To provide quorum for the server infrastructure, we recommend that you utilize a quorum configuration of Node and Disk Majority. To support this, a cluster witness disk is required to support this quorum model. In converged pattern configurations, we recommend that a 1 GB witness disk that is formatted as NTFS be provided for all fabric and fabric management clusters. This provides resiliency and prevents partition-in-time scenarios within the cluster.
Windows Server 2012 R2 provides multiple host access to a shared disk infrastructure through CSV. For converged patterns, the SAN should be configured to provide adequate storage for virtual machine workloads. Because workload virtual disks often exceed multiple gigabytes, we recommend that where it is supported by the workload, dynamically expanding disks be used to provide higher density and more efficient use of storage.

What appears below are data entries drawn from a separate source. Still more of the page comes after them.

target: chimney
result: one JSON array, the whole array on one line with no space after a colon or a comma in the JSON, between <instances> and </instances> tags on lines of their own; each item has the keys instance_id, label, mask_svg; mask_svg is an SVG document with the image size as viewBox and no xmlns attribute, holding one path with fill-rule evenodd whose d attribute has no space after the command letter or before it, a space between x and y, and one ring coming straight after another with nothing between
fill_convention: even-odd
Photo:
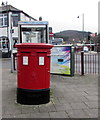
<instances>
[{"instance_id":1,"label":"chimney","mask_svg":"<svg viewBox=\"0 0 100 120\"><path fill-rule=\"evenodd\" d=\"M39 21L42 21L42 17L39 17Z\"/></svg>"},{"instance_id":2,"label":"chimney","mask_svg":"<svg viewBox=\"0 0 100 120\"><path fill-rule=\"evenodd\" d=\"M2 3L1 3L1 5L2 5L2 6L4 6L4 5L5 5L5 3L4 3L4 2L2 2Z\"/></svg>"}]
</instances>

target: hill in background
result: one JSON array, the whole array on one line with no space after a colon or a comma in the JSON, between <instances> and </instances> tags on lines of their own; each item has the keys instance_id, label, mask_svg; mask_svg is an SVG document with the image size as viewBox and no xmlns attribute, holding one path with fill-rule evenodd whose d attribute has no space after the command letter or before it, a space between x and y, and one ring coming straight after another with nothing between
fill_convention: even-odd
<instances>
[{"instance_id":1,"label":"hill in background","mask_svg":"<svg viewBox=\"0 0 100 120\"><path fill-rule=\"evenodd\" d=\"M84 31L84 40L88 42L88 34L91 32ZM54 38L63 38L65 43L81 43L83 40L83 32L77 30L65 30L54 34Z\"/></svg>"}]
</instances>

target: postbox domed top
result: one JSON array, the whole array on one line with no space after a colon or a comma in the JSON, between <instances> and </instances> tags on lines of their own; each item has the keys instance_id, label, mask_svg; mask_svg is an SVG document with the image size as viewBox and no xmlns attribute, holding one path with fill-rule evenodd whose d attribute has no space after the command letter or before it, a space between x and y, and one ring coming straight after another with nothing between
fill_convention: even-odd
<instances>
[{"instance_id":1,"label":"postbox domed top","mask_svg":"<svg viewBox=\"0 0 100 120\"><path fill-rule=\"evenodd\" d=\"M17 48L43 48L43 49L51 49L53 45L46 43L19 43L16 44Z\"/></svg>"}]
</instances>

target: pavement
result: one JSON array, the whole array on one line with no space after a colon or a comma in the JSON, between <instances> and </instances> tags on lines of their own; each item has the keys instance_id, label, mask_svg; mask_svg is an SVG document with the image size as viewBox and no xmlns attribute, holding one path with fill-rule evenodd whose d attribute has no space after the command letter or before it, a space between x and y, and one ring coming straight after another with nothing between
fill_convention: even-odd
<instances>
[{"instance_id":1,"label":"pavement","mask_svg":"<svg viewBox=\"0 0 100 120\"><path fill-rule=\"evenodd\" d=\"M51 75L50 102L21 105L16 102L17 72L2 59L2 118L98 118L98 75ZM0 68L1 69L1 68Z\"/></svg>"}]
</instances>

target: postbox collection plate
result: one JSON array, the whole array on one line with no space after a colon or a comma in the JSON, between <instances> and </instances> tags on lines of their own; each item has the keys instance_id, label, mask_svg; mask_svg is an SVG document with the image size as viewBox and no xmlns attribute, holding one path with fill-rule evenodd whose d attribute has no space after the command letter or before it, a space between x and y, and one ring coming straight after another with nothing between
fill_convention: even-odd
<instances>
[{"instance_id":1,"label":"postbox collection plate","mask_svg":"<svg viewBox=\"0 0 100 120\"><path fill-rule=\"evenodd\" d=\"M23 56L23 65L28 65L28 56Z\"/></svg>"},{"instance_id":2,"label":"postbox collection plate","mask_svg":"<svg viewBox=\"0 0 100 120\"><path fill-rule=\"evenodd\" d=\"M39 57L39 65L44 65L44 56Z\"/></svg>"}]
</instances>

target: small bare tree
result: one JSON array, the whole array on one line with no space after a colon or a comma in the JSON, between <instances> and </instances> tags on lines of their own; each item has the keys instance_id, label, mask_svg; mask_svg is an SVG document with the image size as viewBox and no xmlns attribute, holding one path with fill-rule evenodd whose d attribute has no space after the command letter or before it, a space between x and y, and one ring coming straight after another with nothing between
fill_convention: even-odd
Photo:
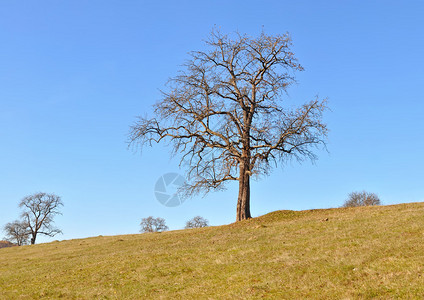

Additional SAN capabilities such as thin provisioning of LUNs can assist with the consumption of physical space. However, this functionality should be evaluated to help make sure that workload performance is not affected.
For the purposes of Hyper-V failover clustering, CSV must be configured in Windows as a basic disk that is formatted as NTFS (FAT and FAT32 are not supported for CSV). CSV cannot be used as a witness disk, and they cannot have Windows Data Deduplication enabled. Although supported, ReFS should not be used in conjunction with a CSV with Hyper-V workloads.
A CSV has no restrictions in the number of virtual machines that it can support on an individual CSV, because metadata updates on a CSV are orchestrated on the server side and they run in parallel to provide no interruption and increased scalability.
Performance considerations fall primarily on the IOPS that the SAN provides, given that multiple servers from the Hyper-V failover-cluster stream I/O to a commonly shared LUN. Providing more than one CSV to the Hyper-V failover cluster within the fabric can increase performance, depending on the SAN configuration.
To support guest clustering, LUNs can be presented to the guest operating system through iSCSI or Fibre Channel. Configurations for the converged pattern should include sufficient space on the SAN to support a small number of LUNs that support workloads with high availability requirements that must be satisfied within the guest virtual machines and associated applications.